Indigene werden verdrängt
Sie werden von Viehzüchtern, Holzfällern und Goldsuchern immer mehr an den Rand gedrängt. Vor allem seit Bolsonaro an der Macht ist, dringen in die „Terra Indígenas“, die gesetzlich geschützten Gebiete für die Ureinwohner, immer mehr Hasardeure, rücksichtslose Unternehmer und kriminelle Banden ein. Denn der Präsident hat das Amazonasgebiet rhetorisch zur Ausbeutung freigegeben. Und die legalen, halb-legalen und illegalen Eindringlinge nehmen sich, was sie wollen. Sie wissen, sie können die Gesetze brechen, ohne dafür belangt zu werden. Dabei droht der größte Regenwald der Erde unwiederbringlichen Schaden zu nehmen. Denn der Amazonas ist längst nicht mehr dicht und geschlossen, sondern besteht aus Zigtausenden Fragmenten. Längst warnen Ökologen, dass bei fortschreitender Entwaldung der Regenwald umkippt. Der Kipp-punkt ist nah.
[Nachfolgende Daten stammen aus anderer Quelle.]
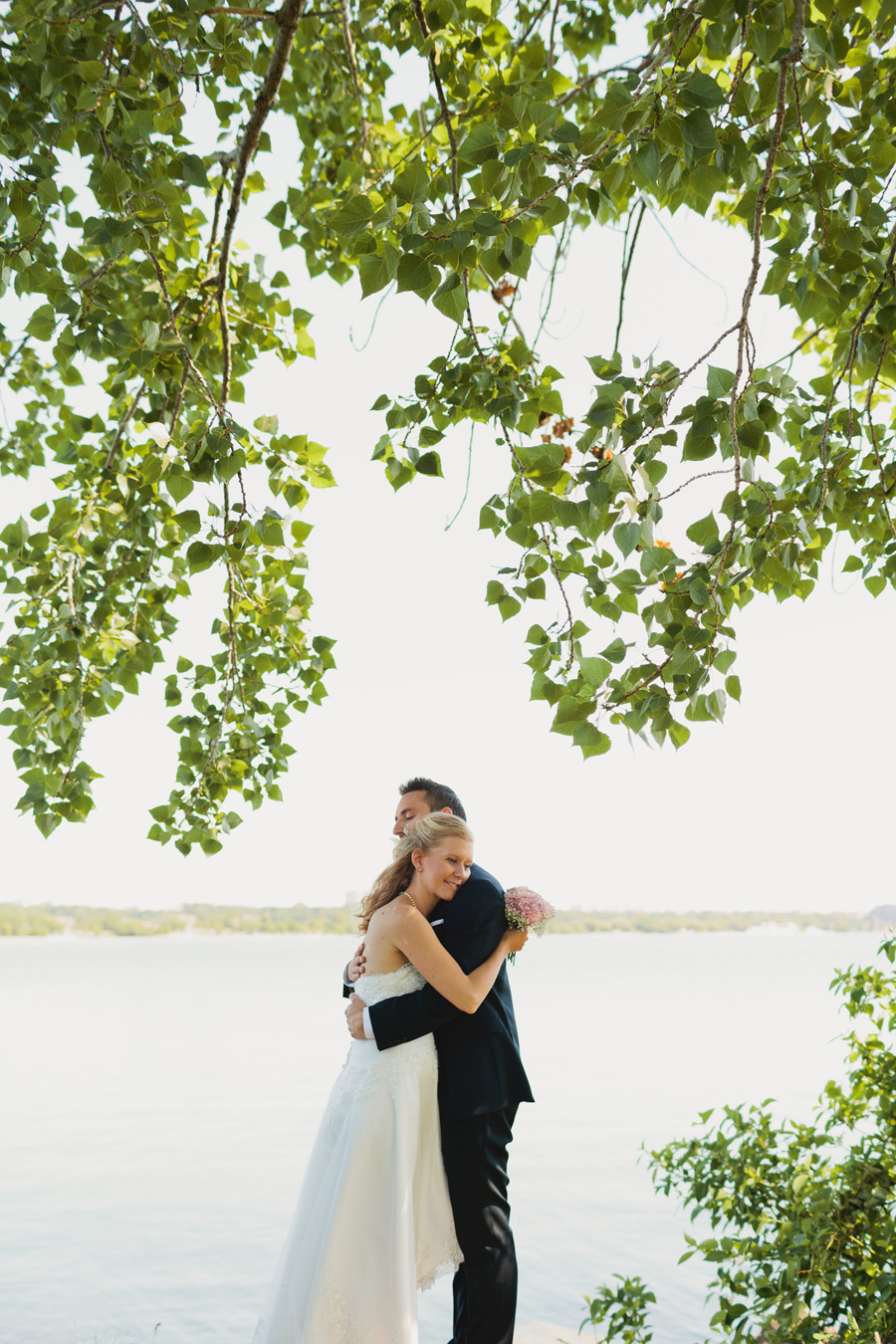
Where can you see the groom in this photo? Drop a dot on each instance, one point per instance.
(481, 1083)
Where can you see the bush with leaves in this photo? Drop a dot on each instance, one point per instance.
(773, 114)
(803, 1216)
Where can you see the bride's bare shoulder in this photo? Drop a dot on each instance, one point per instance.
(389, 917)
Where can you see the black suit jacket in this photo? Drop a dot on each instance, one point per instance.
(480, 1066)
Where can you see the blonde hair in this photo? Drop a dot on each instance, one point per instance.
(427, 833)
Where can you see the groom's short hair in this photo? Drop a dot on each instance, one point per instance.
(438, 795)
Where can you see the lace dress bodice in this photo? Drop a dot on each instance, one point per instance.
(388, 984)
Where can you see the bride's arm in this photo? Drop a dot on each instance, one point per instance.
(414, 937)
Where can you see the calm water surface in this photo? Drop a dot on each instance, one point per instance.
(158, 1097)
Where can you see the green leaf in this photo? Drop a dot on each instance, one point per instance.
(450, 299)
(412, 183)
(704, 531)
(699, 133)
(429, 464)
(646, 161)
(352, 218)
(42, 323)
(415, 273)
(376, 272)
(702, 91)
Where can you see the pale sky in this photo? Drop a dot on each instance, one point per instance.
(782, 806)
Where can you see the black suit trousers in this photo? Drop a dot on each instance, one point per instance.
(476, 1159)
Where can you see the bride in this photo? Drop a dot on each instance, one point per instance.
(373, 1220)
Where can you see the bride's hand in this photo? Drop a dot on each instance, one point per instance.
(515, 938)
(354, 968)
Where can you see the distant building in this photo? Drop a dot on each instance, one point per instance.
(881, 917)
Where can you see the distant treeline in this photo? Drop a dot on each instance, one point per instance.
(127, 924)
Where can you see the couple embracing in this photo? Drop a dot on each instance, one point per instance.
(407, 1178)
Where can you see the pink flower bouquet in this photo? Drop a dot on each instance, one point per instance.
(526, 909)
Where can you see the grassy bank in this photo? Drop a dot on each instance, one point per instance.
(35, 921)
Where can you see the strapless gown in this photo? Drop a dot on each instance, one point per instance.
(373, 1220)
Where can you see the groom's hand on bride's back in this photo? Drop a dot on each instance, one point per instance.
(354, 1017)
(354, 970)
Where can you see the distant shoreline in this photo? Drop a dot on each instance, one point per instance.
(88, 921)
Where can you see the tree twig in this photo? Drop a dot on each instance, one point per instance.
(627, 256)
(288, 24)
(743, 326)
(352, 64)
(446, 114)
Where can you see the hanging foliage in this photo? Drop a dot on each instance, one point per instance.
(774, 115)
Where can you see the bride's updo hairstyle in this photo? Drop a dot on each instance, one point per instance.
(427, 833)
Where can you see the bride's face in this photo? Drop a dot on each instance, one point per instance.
(445, 868)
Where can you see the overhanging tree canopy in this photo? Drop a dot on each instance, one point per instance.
(776, 115)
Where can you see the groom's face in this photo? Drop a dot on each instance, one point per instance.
(410, 806)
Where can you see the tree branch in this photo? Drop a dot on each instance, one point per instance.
(626, 266)
(288, 24)
(446, 114)
(743, 326)
(352, 62)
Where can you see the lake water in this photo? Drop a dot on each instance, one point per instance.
(158, 1097)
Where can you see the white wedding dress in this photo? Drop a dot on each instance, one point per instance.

INPE schätzt, dass die kritische Marke bei einer Vernichtung von 20 bis 25 Prozent der Gesamtfläche liegt. Dieser Kipppunkt ist nicht mehr fern, da bereits 17 Prozent verloren sind und eine ähnlich große Fläche als geschädigt gilt. In der Folge könnten große Teile des bisherigen Regenwaldes zu einer offenen Savanne mit Gräsern und einigen Bäumen mutieren – vor allem im Süden der Region. Nach den schwarzen Prognosen einiger Klimamodelle könnte der Wald im Laufe dieses Jahrhunderts sogar komplett verschwinden. Mit fatalen Folgen für das Weltklima: Durch die Bäume des Amazonas wird Kohlendioxid aus der Atmosphäre abgebaut. Der Urwald bindet jährlich mehr als zwei Milliarden Tonnen Kohlendioxid.
Sie wissen, sie können die Gesetze brechen, ohne dafür belangt zu werden.